BEECH ISLAND, S.C. (WJBF) – Day One Fitness is a non-profit organization serving people with neurological diseases and disorders through high intensity exercise.

For people with Parkinson’s, one exercise that helps a lot is boxing.

“Parkinson’s takes away your ability to tell your body what to do, where to put your feet, how to hold your hands, even how to stand up and walk. What boxing does is give you specific things you have to do and your mind has to tell your body to do it and if you’re executing it, it’s beneficial,” said Parkinson’s Patient, David Robinson.

Day One Fitness has a boxing program. It recently held an event called Neurology Boxing Day. It was a chance for Parkinson’s patients to become the coaches while their doctors became their trainees. Neurologists from Augusta University were on hand to witness the benefits of the program.

“We have about thirty or so of our patients with Parkinson’s who participate out here and they are looking to expand; to have more patients with Parkinson’s, as well as patients with Alzheimer’s disease and strokes. So, we wanted to check it out and see if this could be something that helps even more of our patients with neurological disease,” said Jeffrey Switzer D.O. the Chair of the Department of Neurology, MCG.

While the boxing helps patients with movement, it does so much more.
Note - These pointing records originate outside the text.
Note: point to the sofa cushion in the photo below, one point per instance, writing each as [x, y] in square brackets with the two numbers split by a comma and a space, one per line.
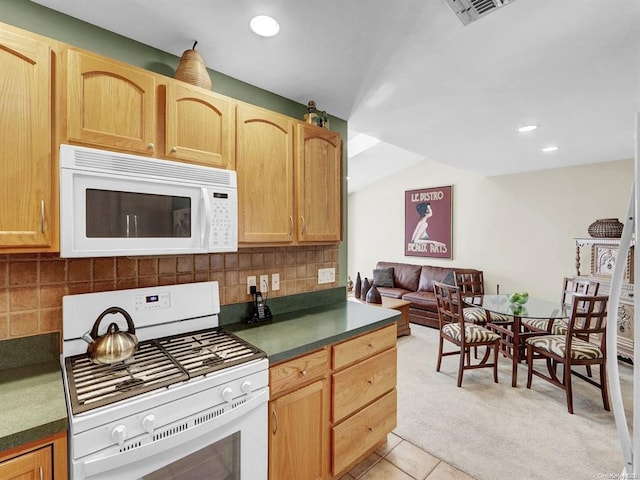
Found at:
[405, 275]
[430, 274]
[392, 292]
[383, 277]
“I think, for one, it helps them with their balance and coordination, which is a problem as the disease advances. I also think it’s an awesome opportunity for them to come together with other patients who are suffering many of the same problems and form a community,” said Switzer.

“I think there’s something special here. I think it’s fun and fun things are motivating and also increase our dopamine and I think you just hit a lot of different aspects here,” said Julie Kurek, MD, Medical Director of the Parkinson’s Foundation Center of Excellence, MCG.
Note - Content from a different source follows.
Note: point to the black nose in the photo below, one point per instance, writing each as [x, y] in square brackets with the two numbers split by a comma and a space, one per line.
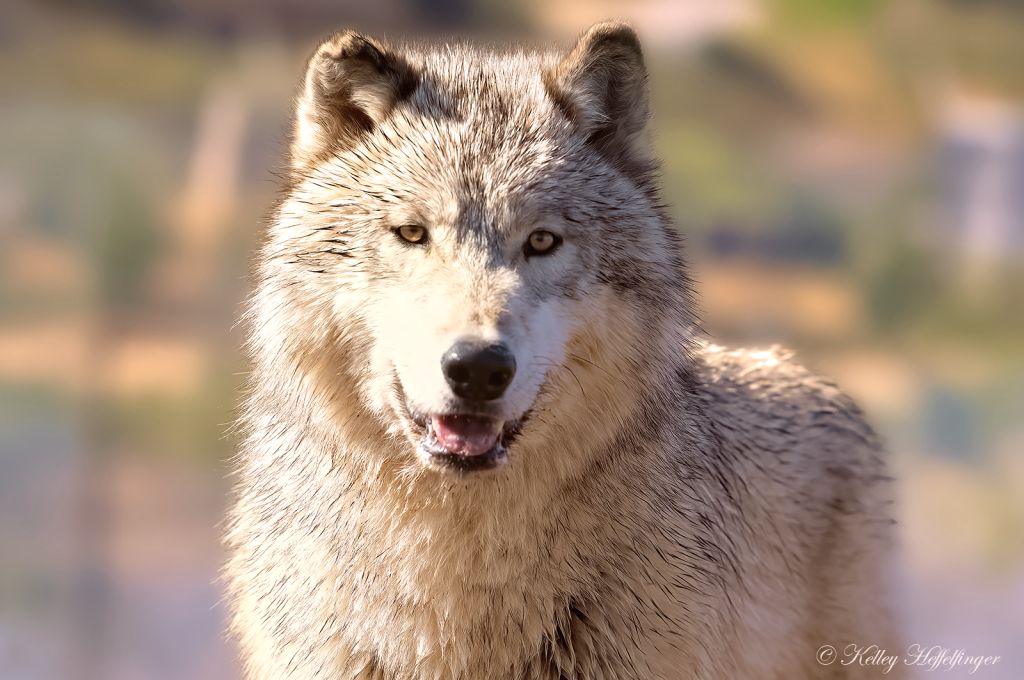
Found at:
[478, 372]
“It makes me feel good about myself and it helps me balance,” said Parkinson’s patient, Robert Olson.

“We wanted to start him early. That is the point of doing rigorous exercise is that you try to delay the progression. So, I would say that he has benefited so much from just coming. It won’t stop all of his symptoms, but it certainly helps him to manage them,” said Roberts wife, Kathy.

Being diagnosed with Parkinson’s can be difficult, but the people at Day One Fitness are working to prove that you can still live a great life.

“What I love about this with the boxing is that you go from feeling like this passively happened to you to being like a fighter and a warrior. I’m gonna be proactive, I’m going to do something about it, and you can see actual results now and down the line,” said Kurek.